L’impact de la civilisation

Bien que l’aquifère demeure en grande partie intacte, la civilisation a eu de sérieuses répercussions sur cette réserve d’eau. «La nature a doté la région d’abondantes ressources en eau, mais celles-ci ne sont pas suffisantes pour satisfaire indéfiniment à tous les besoins de la société moderne», a déclaré Chang. «La consommation d’eau augmente et la population s’accroît, et, dans certaines zones, une pollution incontrôlée et une utilisation non réglementée de l’eau peuvent poser une menace», a-t-il expliqué. «En outre, le changement climatique influera fortement sur les précipitations et l’évapotranspiration dans les zones de réalimentation de l’aquifère», a-t-il fait observer.

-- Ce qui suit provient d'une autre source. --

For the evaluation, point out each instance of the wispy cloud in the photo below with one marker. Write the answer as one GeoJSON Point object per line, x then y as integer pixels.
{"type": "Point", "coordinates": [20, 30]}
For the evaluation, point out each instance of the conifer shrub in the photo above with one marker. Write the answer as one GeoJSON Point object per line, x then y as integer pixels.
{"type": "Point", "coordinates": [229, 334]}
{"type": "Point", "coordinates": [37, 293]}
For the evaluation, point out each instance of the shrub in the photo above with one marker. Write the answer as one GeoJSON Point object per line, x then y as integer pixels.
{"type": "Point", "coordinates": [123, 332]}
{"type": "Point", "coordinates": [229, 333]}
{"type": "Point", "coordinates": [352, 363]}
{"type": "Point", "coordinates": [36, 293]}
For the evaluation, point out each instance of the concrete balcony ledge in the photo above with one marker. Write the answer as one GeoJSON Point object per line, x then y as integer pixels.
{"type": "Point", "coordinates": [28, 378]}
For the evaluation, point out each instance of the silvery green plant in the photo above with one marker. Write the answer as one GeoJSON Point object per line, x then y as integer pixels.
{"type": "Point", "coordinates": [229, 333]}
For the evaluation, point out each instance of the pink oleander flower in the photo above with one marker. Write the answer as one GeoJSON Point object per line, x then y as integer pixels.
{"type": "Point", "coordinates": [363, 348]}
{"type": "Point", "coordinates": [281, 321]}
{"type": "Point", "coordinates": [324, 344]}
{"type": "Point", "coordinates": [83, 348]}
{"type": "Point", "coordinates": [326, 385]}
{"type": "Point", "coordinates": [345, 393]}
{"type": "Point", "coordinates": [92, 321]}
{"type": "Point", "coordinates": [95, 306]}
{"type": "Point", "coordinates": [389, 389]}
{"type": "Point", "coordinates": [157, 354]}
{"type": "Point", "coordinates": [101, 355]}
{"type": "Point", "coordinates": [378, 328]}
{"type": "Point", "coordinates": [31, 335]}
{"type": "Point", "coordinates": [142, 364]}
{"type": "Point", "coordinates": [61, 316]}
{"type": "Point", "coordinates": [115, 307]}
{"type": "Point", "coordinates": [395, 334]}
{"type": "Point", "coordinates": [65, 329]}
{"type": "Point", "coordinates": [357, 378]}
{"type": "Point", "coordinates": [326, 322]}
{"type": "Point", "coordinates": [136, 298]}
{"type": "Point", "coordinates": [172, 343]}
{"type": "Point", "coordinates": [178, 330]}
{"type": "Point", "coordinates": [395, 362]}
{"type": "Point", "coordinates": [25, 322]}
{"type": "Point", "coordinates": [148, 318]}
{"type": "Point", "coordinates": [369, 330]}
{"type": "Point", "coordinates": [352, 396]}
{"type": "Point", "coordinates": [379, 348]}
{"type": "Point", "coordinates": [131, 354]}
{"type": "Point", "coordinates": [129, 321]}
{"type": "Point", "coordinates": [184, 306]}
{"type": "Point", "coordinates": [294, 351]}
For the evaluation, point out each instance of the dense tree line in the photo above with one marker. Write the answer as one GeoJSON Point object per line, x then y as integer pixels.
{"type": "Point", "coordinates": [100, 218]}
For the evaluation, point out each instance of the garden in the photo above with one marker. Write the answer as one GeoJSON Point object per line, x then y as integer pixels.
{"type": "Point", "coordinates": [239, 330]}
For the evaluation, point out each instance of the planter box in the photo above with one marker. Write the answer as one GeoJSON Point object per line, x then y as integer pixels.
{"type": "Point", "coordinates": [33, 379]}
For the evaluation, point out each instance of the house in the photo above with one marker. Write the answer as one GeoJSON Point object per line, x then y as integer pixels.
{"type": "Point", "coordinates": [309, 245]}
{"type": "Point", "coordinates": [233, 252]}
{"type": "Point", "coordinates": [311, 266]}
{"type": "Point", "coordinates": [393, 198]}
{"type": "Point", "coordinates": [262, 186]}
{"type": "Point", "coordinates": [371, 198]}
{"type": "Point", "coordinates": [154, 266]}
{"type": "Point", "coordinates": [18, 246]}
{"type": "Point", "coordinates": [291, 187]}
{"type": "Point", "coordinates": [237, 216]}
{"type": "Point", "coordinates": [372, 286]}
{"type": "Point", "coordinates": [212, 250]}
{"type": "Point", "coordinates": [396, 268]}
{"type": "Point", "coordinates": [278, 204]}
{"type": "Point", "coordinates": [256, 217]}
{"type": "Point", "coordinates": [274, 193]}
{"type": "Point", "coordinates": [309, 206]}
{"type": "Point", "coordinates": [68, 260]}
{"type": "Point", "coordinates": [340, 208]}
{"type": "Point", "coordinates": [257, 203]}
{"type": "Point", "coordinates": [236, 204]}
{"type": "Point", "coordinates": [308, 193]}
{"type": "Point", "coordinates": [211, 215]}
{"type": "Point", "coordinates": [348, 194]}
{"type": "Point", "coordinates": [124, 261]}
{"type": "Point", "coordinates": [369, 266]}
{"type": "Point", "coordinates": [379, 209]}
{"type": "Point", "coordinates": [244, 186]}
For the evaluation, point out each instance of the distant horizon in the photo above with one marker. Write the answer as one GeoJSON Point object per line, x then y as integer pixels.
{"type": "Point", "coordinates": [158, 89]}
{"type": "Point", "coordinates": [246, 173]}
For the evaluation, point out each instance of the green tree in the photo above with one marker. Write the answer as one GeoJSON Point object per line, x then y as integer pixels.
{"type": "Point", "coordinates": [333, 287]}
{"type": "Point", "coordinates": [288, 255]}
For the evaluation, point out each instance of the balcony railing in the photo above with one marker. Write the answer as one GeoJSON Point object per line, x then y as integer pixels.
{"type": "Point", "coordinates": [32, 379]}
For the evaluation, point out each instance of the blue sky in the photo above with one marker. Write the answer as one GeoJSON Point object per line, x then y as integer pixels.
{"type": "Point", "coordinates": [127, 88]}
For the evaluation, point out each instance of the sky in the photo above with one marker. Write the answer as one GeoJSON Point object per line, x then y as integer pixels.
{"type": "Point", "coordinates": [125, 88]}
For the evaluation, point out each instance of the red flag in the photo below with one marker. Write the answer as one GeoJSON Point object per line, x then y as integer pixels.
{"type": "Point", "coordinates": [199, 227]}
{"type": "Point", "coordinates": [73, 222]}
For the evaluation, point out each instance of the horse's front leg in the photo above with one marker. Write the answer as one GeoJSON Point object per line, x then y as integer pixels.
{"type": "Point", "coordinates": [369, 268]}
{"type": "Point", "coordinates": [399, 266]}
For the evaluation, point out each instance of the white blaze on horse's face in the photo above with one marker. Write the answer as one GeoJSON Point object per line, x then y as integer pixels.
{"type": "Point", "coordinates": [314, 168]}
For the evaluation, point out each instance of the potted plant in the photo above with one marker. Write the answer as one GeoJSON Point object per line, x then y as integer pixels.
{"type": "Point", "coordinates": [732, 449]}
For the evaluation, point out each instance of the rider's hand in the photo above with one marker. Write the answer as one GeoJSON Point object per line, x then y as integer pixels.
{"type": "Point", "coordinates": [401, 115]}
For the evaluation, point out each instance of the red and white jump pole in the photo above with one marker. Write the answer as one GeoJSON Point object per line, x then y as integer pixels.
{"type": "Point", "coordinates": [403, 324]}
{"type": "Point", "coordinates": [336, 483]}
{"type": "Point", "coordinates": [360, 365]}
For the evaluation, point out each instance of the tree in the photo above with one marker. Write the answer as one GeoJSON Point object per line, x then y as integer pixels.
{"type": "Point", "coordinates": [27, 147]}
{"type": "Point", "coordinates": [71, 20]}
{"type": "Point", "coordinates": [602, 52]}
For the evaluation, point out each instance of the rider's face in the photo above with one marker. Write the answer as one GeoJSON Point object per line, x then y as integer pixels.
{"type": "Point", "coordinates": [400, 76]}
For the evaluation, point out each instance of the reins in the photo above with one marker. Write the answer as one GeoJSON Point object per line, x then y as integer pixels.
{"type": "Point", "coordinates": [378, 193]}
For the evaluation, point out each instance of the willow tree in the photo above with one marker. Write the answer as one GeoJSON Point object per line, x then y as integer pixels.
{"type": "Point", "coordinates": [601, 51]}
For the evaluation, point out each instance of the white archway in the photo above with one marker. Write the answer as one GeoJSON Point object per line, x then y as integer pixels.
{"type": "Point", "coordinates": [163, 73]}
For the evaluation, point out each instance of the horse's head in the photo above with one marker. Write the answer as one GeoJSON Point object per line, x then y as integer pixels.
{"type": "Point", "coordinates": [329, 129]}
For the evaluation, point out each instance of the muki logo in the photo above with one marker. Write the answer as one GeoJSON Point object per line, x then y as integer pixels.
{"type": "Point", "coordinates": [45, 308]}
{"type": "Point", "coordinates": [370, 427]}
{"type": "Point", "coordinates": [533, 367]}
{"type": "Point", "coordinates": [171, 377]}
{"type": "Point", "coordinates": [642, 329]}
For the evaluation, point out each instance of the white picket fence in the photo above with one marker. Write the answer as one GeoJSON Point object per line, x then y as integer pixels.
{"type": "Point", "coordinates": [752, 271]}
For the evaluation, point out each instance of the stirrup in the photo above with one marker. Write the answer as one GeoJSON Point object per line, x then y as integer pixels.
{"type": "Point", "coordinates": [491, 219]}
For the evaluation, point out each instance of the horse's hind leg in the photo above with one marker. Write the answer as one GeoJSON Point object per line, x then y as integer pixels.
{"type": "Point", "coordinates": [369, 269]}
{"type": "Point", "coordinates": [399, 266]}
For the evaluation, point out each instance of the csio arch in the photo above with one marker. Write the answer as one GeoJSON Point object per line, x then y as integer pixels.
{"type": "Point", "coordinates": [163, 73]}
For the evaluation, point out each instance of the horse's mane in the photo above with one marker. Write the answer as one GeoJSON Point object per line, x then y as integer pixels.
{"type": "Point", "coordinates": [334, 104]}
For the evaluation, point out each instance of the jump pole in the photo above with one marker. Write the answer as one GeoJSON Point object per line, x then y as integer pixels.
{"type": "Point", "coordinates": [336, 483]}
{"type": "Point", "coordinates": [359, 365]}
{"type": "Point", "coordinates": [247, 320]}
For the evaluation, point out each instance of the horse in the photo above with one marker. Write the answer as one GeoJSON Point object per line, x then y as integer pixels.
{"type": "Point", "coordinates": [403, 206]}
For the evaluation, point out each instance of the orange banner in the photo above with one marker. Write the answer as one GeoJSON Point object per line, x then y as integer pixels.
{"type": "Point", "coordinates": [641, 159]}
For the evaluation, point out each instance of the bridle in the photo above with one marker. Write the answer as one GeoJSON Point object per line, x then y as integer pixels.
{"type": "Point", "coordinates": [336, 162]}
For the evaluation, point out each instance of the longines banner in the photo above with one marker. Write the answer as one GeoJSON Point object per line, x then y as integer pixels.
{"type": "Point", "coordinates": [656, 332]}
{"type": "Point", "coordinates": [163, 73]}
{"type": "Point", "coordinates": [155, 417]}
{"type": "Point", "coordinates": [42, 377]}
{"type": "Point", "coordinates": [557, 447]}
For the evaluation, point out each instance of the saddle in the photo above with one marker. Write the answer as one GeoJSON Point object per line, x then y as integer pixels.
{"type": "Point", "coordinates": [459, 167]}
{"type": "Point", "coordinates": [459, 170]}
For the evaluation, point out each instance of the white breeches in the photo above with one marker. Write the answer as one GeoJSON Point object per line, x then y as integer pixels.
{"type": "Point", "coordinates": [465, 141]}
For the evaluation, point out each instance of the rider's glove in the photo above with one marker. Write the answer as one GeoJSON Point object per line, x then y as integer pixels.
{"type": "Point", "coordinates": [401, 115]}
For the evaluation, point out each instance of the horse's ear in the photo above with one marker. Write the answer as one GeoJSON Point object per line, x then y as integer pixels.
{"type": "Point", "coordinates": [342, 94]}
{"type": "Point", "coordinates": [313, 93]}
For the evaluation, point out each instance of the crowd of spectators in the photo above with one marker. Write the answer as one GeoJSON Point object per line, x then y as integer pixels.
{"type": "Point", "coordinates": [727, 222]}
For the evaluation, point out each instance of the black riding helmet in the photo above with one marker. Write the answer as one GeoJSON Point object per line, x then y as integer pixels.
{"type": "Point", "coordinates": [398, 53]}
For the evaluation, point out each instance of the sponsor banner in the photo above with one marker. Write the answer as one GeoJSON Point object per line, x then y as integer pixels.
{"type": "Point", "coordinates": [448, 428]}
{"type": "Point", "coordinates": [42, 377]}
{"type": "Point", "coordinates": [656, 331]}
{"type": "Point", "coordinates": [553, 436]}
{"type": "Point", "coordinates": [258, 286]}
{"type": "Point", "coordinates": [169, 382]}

Les conséquences de la surexploitation et de la pollution compromettent l’approvisionnement local en eau en raison de mauvaises conditions sanitaires, qui, à moyen terme, pourront provoquer un déséquilibre écologique dû, par exemple, à des proliférations bactériennes dans des puits mal réglementés lors de leur forage, a déclaré Gerôncio Rocha, qui a pris récemment sa retraite comme coordonnateur de l’Unité de préparation de l’État de São Paulo pour le projet relatif à l’aquifère Guarani.

Jusqu’à une date récente, les quatre pays ne disposaient pas des informations dont ils avaient besoin pour connaître les impacts de la civilisation sur l’aquifère et le meilleur moyen de le protéger et de l’utiliser durablement. Ils ont donc mis sur pied conjointement le projet pour la protection environnementale et le développement durable du système aquifère Guarani, aussi appelé projet Guarani.

«La principale motivation derrière le projet était d’ordre technique», a indiqué Rocha. Les questions qui se posaient étaient celles des débits et de la quantité d’eau renouvelable, de la façon dont la pollution ou la contamination influait sur l’aquifère, des zones de réalimentation et d’émergence ainsi que de l’âge et de la composition chimique de l’eau, a-t-il dit. Outre les discussions sur l’exploitation non réglementée des eaux souterraines, «ces questions et d’autres étaient à la base des préoccupations», a-t-il déclaré.

Avec le soutien de plusieurs organisations internationales, dont l’AIEA, le projet visait à exploiter les études scientifiques et techniques en vue de comprendre l’aquifère et les mesures nécessaires pour le protéger et l’utiliser durablement. Les pays ont élaboré des politiques de protection et de gestion durable de l’aquifère qui tenaient compte également des dimensions institutionnelles, juridiques et environnementales.

Déterminer l’âge de l’eau

Le projet relatif à l’aquifère Guarani s’est déroulé de 2003 à 2009, et le Plan d’action stratégique qui en est résulté a été publié en 2011. Bien que le projet ait permis de constituer une base de données très complète sur l’aquifère, «il y a encore du travail à faire pour recueillir des informations supplémentaires sur l’aquifère et ses caractéristiques hydrologiques», a déclaré Luis Araguás-Araguás, spécialiste de l’hydrologie isotopique à l’AIEA.

L’aquifère influence la vie de millions de gens. Sa disparition aurait un impact énorme.
Hung Kiang Chang, professeur à l’Institut des géosciences et des sciences exactes (IGCE) de l’Université d’État de São Paulo

Depuis, les quatre pays ont entrepris plusieurs projets complémentaires, dont un est mené actuellement par l’AIEA avec le Brésil et l’Argentine pour étudier plus avant l’âge de l’aquifère à l’aide de l’hydrologie isotopique. Ce projet a révélé jusqu’ici que dans les parties centrales de l’aquifère l’âge des eaux pourrait atteindre 800 000 ans.

Dans le passé, la gestion de l’eau dans la région était axée principalement sur les eaux superficielles, malgré le rôle important joué par les sources d’eaux souterraines. «Aujourd’hui, après le projet, le public a davantage conscience des menaces réelles et potentielles qui pèsent sur l’aquifère», a déclaré Rocha. «La perception qu’a le public de l’importance de l’aquifère est essentielle pour sa bonne gestion.»